Signed-off-by: jorgee <jorge.ejarque@seqera.io>

netlify · 2026-01-22T08:31:45Z

✅ Deploy Preview for nextflow-docs-staging ready!

Name	Link
🔨 Latest commit	`adeee37`
🔍 Latest deploy log	https://app.netlify.com/projects/nextflow-docs-staging/deploys/697203527065260008172069
😎 Deploy Preview	https://deploy-preview-6746--nextflow-docs-staging.netlify.app
📱 Preview on mobile	Toggle QR Code... Use your smartphone camera to open QR code link.

To edit notification comments on pull requests, go to your Netlify project configuration.

pditommaso · 2026-01-22T09:39:57Z

Should this be backported to 25.10.x?

jorgee · 2026-01-22T09:42:05Z

Sorry, I have moved to draft, we still need to validate it fixes the issue by the reported. I tried to reproduce the issue but I couldn't

Signed-off-by: jorgee <jorge.ejarque@seqera.io>

jorgee · 2026-01-22T10:46:40Z

Finally, I was able to reproduce the error with jorgee/nf-test -r pod_ttl-exitcode. I was trying to reproduce with the wrong version.

The problem is the pipe in the pod execution command. It is returning the tee exitcode instead of the .command.run exitcode.
I think the hardcoded exitcode: 0 in the fallback mechanism could also create problems with #6484. So I have kept it in the PR.
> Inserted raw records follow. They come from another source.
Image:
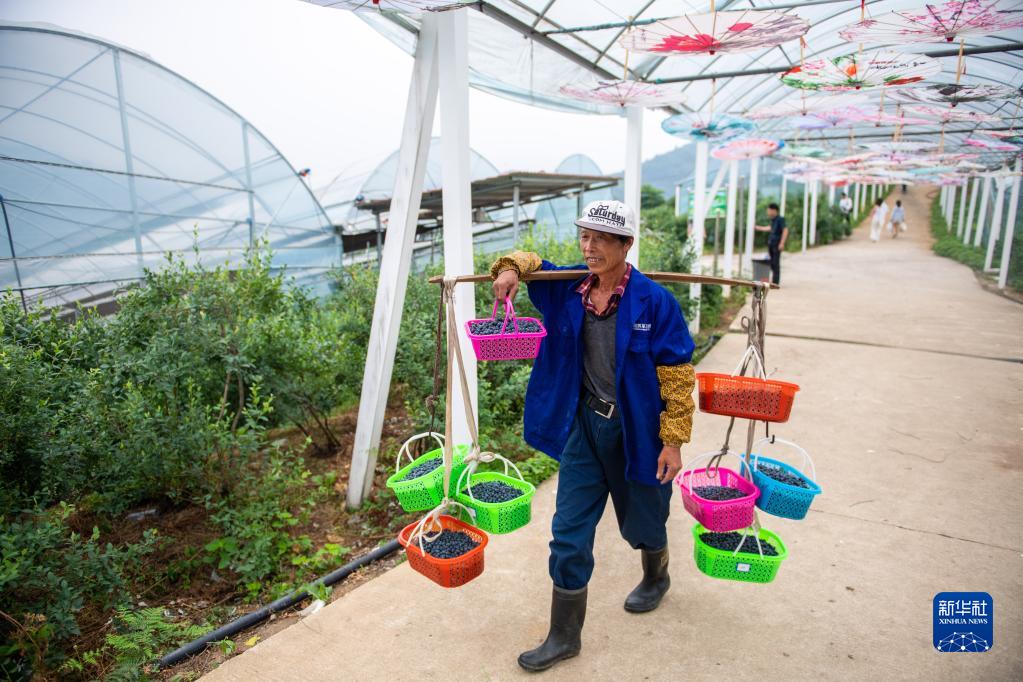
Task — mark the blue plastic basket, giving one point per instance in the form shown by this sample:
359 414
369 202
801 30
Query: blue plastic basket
781 499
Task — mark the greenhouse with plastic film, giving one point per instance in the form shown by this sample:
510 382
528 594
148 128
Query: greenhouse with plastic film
329 329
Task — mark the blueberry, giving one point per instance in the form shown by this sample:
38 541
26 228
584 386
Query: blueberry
450 544
491 327
780 474
718 493
728 542
494 492
423 469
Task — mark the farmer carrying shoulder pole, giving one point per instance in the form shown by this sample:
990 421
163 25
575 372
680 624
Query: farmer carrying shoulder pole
610 397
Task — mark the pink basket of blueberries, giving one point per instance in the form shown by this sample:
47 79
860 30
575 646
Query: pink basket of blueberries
505 337
717 497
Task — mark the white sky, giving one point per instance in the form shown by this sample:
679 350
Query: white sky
326 89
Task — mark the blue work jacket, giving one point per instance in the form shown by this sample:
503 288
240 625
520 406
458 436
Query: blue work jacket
651 330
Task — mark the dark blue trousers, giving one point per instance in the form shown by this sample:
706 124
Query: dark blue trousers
593 466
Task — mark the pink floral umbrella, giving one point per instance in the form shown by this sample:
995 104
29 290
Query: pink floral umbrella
884 69
951 93
715 32
625 93
746 148
938 23
947 115
402 6
804 105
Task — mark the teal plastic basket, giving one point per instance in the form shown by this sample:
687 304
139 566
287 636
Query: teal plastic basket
498 517
427 491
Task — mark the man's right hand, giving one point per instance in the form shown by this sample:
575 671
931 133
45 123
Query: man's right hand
506 285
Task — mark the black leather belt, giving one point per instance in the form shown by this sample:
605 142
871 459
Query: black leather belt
602 407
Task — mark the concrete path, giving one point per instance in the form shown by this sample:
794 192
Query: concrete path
912 405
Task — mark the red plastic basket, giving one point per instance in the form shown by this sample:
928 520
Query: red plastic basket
513 345
717 515
446 573
746 397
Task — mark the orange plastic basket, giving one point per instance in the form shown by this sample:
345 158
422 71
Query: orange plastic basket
446 573
746 397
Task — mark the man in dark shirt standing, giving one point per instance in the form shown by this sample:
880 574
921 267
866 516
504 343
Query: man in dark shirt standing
775 242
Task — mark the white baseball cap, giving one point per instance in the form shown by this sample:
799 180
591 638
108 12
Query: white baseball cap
609 216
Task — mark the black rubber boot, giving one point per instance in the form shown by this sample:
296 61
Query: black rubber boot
655 583
568 610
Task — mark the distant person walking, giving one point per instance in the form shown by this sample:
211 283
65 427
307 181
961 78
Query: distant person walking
879 215
775 242
898 219
845 206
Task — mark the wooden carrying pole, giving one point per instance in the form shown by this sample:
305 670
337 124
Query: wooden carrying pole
540 275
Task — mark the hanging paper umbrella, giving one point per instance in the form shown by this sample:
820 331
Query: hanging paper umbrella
991 146
934 23
702 128
947 115
803 105
403 6
950 93
625 93
878 117
900 146
715 32
803 151
854 72
746 148
1010 136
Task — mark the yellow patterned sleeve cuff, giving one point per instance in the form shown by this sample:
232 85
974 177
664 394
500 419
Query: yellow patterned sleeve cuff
676 391
520 261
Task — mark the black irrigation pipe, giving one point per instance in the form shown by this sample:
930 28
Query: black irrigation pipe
249 620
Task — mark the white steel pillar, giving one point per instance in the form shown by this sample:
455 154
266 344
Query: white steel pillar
959 227
982 218
699 216
973 211
1007 237
729 221
992 233
452 59
395 262
633 172
806 213
813 213
751 214
785 194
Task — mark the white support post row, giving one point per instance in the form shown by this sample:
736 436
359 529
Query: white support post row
962 219
973 211
1007 237
729 221
785 194
699 216
992 233
396 260
950 211
452 60
751 214
806 212
982 219
633 172
813 213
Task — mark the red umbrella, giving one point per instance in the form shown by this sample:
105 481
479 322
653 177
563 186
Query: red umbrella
715 32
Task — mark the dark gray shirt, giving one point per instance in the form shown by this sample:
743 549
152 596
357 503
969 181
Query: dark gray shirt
598 355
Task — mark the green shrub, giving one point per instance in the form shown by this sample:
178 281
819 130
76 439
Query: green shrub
48 575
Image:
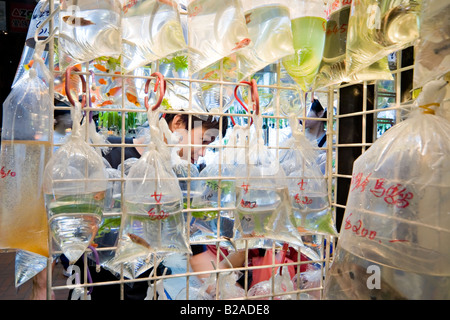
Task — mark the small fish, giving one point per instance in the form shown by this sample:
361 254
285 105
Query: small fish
105 103
77 21
243 43
113 91
138 240
100 67
133 99
29 65
99 195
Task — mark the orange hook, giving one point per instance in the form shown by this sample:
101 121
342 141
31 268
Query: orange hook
254 95
67 86
162 90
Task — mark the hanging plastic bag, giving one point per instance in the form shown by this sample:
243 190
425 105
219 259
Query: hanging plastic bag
108 90
263 207
307 185
432 51
215 30
88 30
333 67
27 265
153 219
151 30
269 28
379 27
75 182
396 229
308 30
25 150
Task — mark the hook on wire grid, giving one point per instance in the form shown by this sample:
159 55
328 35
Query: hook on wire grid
162 90
254 95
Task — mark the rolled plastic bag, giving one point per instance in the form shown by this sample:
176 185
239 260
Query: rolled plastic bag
88 30
379 27
263 209
308 31
432 51
307 185
215 30
396 228
333 68
75 182
151 30
25 150
153 220
269 28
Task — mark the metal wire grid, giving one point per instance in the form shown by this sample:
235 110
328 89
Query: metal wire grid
333 174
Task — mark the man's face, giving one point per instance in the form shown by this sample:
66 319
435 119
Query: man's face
200 138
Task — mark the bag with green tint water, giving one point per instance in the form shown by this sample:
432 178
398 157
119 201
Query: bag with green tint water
308 29
379 27
333 69
269 28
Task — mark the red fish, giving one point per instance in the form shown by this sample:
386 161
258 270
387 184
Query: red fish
243 43
77 21
113 91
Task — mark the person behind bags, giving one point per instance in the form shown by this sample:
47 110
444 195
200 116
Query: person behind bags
203 132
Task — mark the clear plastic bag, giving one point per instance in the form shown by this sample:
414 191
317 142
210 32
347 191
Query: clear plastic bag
263 209
211 222
153 220
333 69
307 185
75 182
308 30
216 29
269 28
88 30
432 51
25 150
396 228
151 30
379 27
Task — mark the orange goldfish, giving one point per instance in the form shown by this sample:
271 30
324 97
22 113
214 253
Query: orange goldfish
105 103
113 91
243 43
100 67
133 99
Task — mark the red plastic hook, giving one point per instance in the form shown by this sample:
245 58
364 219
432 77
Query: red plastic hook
254 95
67 86
162 90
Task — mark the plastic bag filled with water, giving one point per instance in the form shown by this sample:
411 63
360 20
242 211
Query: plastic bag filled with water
379 27
75 183
269 28
333 68
394 237
308 30
432 55
216 29
307 185
151 30
88 30
153 219
263 209
25 150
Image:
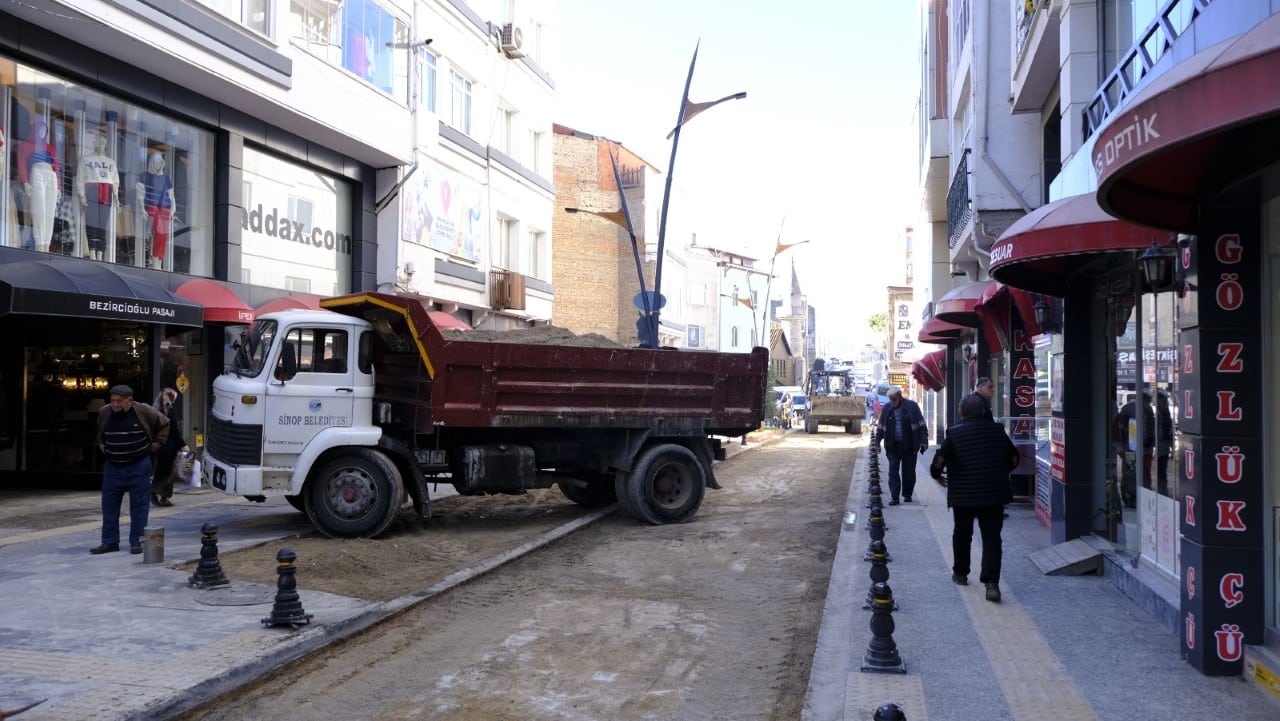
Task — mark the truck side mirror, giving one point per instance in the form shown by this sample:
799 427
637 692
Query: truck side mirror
288 366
I have generated an image for testing with the PR changes( jorgeejarquea/nextflow:25.12.0-edge-ae3419ebe ) to test the PR changes and it works in my case. I use the following command

nextflow kuberun -head-image jorgeejarquea/nextflow:25.12.0-edge-ae3419ebe jorgee/nf-test -r pod_ttl-exitcode -latest -v nextflow-pvc:/mnt/data/launch

@BioWilko, are you able to test your pipeline with this PR and check if the issue is solved also in your case?

I think the hardcoded 0 in the fallback mechanism could also create problems with #6484. So I have kept it in the PR.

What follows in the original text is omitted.